Le pire sont les dommages collatéraux. Cette amnésie antalgique nous amène à favoriser des situations qui nous sont contraires. Pour ne pas revivre celles du passé, nous évitons au présent de vivre des circonstances qui les rappelleraient. On se fait alors le plus grand tort sans éviter pour autant le retour de flamme ou de bâton, dans un « burn out » ou une maladie évoluant peut être de bénigne à très grave. Et ce, parce que l’on n’a pas entendu ni ressenti les symptômes que le corps nous affichait au fil de l’eau. C’est Georges Santayana qui disait à peu près que les peuples, ou les personnes, qui n’ont pas la mémoire de leur passé et qui ne réfléchissent pas dessus, sont condamnés à le répéter, à le revivre (Vie de raison, 1905)… En science, nous avons l’habitude de voir qu’une problématique mal perçue, mal aperçus ou peu visible, ne peut être résolue.

Nous savons bien, par ailleurs, que ce qui arrive à des personnes arrive et peut arriver à des communautés.
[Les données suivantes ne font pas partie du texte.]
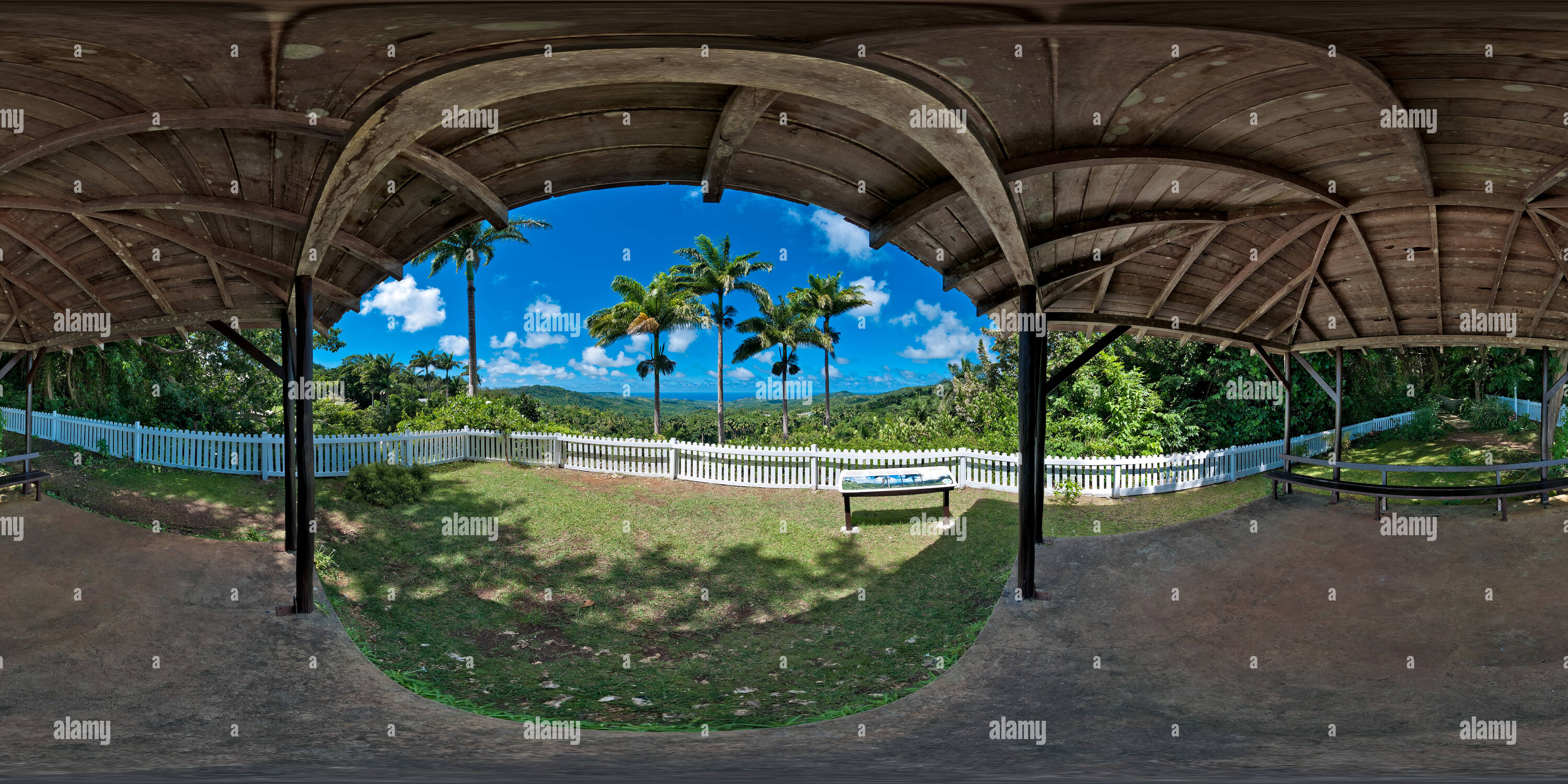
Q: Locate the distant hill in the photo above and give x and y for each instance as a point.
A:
(675, 407)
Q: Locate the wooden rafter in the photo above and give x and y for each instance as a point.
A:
(1305, 276)
(1252, 267)
(1181, 270)
(1377, 276)
(1503, 259)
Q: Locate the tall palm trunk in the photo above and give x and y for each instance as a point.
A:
(785, 393)
(720, 367)
(827, 386)
(474, 347)
(656, 383)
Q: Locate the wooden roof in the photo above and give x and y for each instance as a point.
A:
(1211, 170)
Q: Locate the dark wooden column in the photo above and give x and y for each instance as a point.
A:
(305, 460)
(1547, 421)
(291, 513)
(1340, 408)
(1042, 369)
(1286, 363)
(1028, 458)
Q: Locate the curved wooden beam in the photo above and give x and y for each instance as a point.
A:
(259, 316)
(40, 247)
(421, 159)
(1354, 70)
(1158, 325)
(1434, 339)
(1252, 267)
(118, 248)
(741, 115)
(1073, 231)
(214, 204)
(946, 195)
(414, 109)
(226, 256)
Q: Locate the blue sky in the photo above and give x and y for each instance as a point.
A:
(908, 336)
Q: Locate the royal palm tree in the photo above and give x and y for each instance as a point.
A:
(466, 250)
(785, 325)
(424, 361)
(711, 270)
(444, 363)
(380, 374)
(648, 311)
(828, 300)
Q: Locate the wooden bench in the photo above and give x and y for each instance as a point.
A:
(944, 485)
(27, 477)
(1407, 491)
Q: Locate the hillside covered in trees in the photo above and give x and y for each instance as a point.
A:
(1134, 399)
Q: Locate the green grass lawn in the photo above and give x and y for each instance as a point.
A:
(1463, 447)
(690, 604)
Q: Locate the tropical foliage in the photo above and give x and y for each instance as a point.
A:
(466, 250)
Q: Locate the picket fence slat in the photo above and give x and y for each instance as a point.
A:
(717, 465)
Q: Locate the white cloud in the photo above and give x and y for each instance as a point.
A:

Elles réagissent de la même manière sur leurs représentations sociales, leurs mythes, leurs rites, leurs pratiques et l’élaboration de leurs « nécessités ». La réalité sociale peut en être violemment affectée. C’est aussi ce que l’on nomme les « phénomènes de croyances ».

Bien des travaux de recherche, relayés par des sociologues, ethnologues et anthropologues, comme le suisse Jean-Dominique Michel, nous montrent que ce n’est pas le médicament qui nous soigne, que ce n’est pas le jeûne qui nous soulage, que ce n’est pas l’exercice physique qui nous muscle, mais le simple fait d’y croire. Bien sûr, la médicamentation, le jeûne et l’exercice agissent comme un rituel qui installe dans nos corps l’évidence que ça va marcher…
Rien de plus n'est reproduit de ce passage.